Dostoyevski is much more black and white. The good characters are nearly saint-like (Prince Myshkin, the younger Karamazov brother ); the villains epitomize evil (Karamazov's old man, The Grand Inquisitor). Those in-between characters are foolish and perpetuate evil, mostly because they are stupid and fail to respond to evil in themselves or in others.

Tolstoy's characters are more balanced. He's much more sympathetic to his characters, even the bad guys and the foolish ones. I noticed this first with Anna Karenina when I was mentally berating Anna's husband for being such an ass, and then thought suddenly, "You know ... I'm just not sure. Had I been in his situation, I might have behaved the same way."

Of course lots of books have characters that make you question your values, but a great many of those stories are contrived. People who really ARE wise are made to look stupid. People who are evil are made to appear good. Aristophanes can make Socrates look stupid when he's telling his own story.

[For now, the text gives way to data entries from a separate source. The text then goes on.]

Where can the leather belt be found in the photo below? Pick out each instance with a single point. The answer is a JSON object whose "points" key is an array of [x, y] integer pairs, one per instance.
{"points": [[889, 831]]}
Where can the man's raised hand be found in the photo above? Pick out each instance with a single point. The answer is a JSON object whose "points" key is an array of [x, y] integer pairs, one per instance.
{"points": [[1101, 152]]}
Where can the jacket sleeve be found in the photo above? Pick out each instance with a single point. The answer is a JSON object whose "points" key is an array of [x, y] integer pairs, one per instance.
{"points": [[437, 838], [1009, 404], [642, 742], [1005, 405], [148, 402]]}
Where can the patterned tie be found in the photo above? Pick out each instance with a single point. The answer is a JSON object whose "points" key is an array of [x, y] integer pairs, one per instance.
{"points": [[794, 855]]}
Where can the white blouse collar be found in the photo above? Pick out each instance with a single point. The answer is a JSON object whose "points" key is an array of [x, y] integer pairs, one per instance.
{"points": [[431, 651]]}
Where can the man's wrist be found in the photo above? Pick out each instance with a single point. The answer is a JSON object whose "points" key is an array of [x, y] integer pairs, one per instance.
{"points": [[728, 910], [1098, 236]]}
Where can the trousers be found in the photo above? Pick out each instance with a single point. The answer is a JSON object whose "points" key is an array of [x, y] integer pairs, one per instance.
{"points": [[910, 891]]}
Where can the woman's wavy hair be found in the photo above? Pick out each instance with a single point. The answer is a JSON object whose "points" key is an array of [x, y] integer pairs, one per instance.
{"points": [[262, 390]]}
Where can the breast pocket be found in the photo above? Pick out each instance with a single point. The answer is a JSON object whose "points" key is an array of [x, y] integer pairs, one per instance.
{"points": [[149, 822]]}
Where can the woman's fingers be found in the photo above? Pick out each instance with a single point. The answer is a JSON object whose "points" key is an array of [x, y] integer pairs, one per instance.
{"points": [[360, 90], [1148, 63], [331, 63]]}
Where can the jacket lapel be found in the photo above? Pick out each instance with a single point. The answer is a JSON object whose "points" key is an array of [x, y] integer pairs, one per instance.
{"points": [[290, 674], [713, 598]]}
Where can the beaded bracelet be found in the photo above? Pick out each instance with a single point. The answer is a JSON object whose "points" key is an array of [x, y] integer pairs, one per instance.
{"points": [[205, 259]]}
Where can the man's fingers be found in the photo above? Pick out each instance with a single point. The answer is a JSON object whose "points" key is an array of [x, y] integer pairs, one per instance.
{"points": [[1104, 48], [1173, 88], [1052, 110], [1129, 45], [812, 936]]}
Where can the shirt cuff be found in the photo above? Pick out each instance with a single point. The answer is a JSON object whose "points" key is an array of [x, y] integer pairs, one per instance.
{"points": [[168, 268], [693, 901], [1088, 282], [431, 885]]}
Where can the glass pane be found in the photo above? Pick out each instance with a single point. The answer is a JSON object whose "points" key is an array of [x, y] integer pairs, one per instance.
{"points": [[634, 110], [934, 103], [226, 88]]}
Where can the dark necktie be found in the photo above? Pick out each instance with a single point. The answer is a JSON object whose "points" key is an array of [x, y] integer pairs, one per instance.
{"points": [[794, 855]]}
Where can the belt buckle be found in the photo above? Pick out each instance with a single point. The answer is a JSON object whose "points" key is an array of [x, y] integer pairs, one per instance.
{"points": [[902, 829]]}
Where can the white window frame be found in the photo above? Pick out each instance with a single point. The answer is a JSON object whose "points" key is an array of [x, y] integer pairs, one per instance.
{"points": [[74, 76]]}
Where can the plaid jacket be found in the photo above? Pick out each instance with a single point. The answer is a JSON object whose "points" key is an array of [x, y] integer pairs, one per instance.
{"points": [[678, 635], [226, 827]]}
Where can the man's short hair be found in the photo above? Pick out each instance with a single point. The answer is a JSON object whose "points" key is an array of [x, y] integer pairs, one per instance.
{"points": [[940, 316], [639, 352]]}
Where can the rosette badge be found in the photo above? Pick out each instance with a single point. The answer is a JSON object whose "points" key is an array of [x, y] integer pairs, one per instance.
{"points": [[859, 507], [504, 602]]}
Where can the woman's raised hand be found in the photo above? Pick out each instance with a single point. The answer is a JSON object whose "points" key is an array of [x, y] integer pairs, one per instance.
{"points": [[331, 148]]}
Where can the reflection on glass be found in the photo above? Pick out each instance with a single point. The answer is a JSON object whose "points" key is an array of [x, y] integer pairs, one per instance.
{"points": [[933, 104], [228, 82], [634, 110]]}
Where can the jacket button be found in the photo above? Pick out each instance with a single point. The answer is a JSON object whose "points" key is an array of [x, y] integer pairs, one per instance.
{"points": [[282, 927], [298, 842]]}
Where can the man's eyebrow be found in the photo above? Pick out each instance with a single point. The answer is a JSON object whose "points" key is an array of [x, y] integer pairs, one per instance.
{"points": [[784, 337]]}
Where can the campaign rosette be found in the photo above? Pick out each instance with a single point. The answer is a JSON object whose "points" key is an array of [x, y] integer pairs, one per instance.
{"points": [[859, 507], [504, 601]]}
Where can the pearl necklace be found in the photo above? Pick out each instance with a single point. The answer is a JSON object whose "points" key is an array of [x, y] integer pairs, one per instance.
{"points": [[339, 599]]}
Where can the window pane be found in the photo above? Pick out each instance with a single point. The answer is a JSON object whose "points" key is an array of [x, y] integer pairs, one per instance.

Doyle can make Holmes appear logical, when he's not. But Tolstoy's characters, particularly his central characters, are just like real people - partly because some of them are, and partly because even the fictional characters ACT like real people.

There's a lot of writers whose contributions I think are grossly overrated by intellectuals, or by other writers, or by people in general: Fitzgerald, Ibsen, Melville, Joyce. All of them clearly have or had some keen ability, to be sure, but not so great as they are reputed to be (at least not in my admittedly uneducated and unrefined estimation). I can see how someone would say that Melville is a Great Writer, but I just can't agree that he is, or ever was, the greatest writer in the English language or that Moby Dick was ever the greatest book.

I'm not saying that Tolstoy, as I've occasionally heard, is the greatest writer. But, imo, he's up there. I'm not surprised that others think he's there. I can say that he is among the greatest writers I've ever read and when I hear others say the same thing, I never suspect a hint of hyperbole.

OTOH, Madame Bovary is a solid refutation to the notion that sympathetic treament of all characters is necessary for a Great Writer. This really is a brilliant book, even if the characters are stilted. The druggist (was his name Homais?) is one of the truly despicable characters from literature. Nevertheless, I do wonder - could there really be someone quite that evil?